The Mahakarya Borobudur dance, which was first launched in 2005, was performed by local performers from the Indonesian Institute of the Arts (ISI) Surakarta, Central Java. Last Sunday’s performance was the 11th since it was launched.

“We hope that the Hollywood star’s visit to the temple would bring a positive effect and restore foreign tourist visits to the region following the eruptions at Mount Merapi,” Pujo said.

A non-cemented construction 122-meters by 122-meters and over 35-meters high, made of some 55,000 andesit stones, Borobudur Temple was fully covered in thick layers of volcanic ash and sand from the eruptions of Mount Merapi in October and November last year.

The condition forced the temple management and Borobudur Conservation Agency to close it to public visits for several weeks. Clean up activities at the temple are still presently ongoing, even now, with over 100 workers participating under the supervision of international experts.

“Because of that, the temple’s first three floors of eight, nine and 10 are also still closed to the public,” Borobudur Conservation Agency head Marsis Sutopo told The Jakarta Post on the sidelines of Gere’s visit to the temple on Monday morning.

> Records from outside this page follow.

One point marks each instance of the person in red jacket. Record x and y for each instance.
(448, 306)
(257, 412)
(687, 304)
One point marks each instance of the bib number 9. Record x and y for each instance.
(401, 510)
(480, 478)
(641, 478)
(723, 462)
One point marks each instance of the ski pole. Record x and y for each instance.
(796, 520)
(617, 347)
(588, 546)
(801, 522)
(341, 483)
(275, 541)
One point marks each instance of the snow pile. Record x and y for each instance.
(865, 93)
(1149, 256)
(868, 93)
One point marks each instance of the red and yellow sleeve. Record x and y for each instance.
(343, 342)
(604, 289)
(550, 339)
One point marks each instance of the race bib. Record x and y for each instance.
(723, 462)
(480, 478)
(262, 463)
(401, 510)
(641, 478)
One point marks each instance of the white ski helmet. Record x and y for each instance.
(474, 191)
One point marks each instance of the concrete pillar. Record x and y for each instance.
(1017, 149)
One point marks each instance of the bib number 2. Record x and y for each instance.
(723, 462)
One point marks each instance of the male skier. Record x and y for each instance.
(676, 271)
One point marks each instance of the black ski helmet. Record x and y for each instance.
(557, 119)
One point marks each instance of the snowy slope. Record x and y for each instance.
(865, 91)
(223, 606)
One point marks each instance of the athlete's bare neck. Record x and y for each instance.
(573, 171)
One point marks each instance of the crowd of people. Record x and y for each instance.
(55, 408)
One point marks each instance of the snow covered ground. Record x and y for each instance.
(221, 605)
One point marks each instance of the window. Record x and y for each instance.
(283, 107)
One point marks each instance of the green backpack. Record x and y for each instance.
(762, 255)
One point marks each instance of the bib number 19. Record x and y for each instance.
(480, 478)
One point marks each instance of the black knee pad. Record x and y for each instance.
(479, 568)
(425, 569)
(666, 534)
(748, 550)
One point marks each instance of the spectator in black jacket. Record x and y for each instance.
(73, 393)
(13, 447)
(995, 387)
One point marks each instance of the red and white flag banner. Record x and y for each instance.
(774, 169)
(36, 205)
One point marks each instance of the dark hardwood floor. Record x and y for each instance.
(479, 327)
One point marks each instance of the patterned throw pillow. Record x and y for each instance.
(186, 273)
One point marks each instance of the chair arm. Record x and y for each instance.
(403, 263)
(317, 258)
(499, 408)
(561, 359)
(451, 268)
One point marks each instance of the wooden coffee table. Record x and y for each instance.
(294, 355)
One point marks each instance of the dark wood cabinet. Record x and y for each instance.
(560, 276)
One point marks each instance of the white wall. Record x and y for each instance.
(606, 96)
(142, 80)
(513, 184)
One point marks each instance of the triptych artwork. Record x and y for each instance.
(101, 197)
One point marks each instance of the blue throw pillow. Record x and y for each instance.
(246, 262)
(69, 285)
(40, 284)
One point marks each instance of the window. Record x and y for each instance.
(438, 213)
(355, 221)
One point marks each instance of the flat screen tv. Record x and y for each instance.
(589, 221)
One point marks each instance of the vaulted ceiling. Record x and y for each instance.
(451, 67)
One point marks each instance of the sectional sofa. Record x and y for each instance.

UNESCO Jakarta Office Director Hubert Gijzen said the cleaning activities for the world heritage site were finally expected to be complete in November this year, as it requires that workers dismantle some of the surface stones to free volcanic ash and sand that had been trapped inside the drainage system.

Despite the condition, however, tourist visits to the site are still considered relatively high. Last year, despite the eruptions, Borobudur received nearly 2,300,000 domestic tourists and over 150,000 foreign visitors.

This year the management company is expecting to receive about the same number of domestic tourists and some 220,000 foreign tourists. It expressed optimism that the target would be met, considering the various tourist packages on offer.

Criticism, however, has poured in, as many of the spectators of last Sunday’s performance expressed disappointment over being unable to get close to Richard Gere.

“I paid Rp 10 million for a platinum table for a special dinner with Gere. It turned out that Gere was not even there with us for the dinner. I also could not get near to him this morning at the temple to take a picture of him,” Linda, a young bank employee from Jakarta, said.

“I have come this far only to feel disappointed. The organizer should have kept its promise,” Linda added.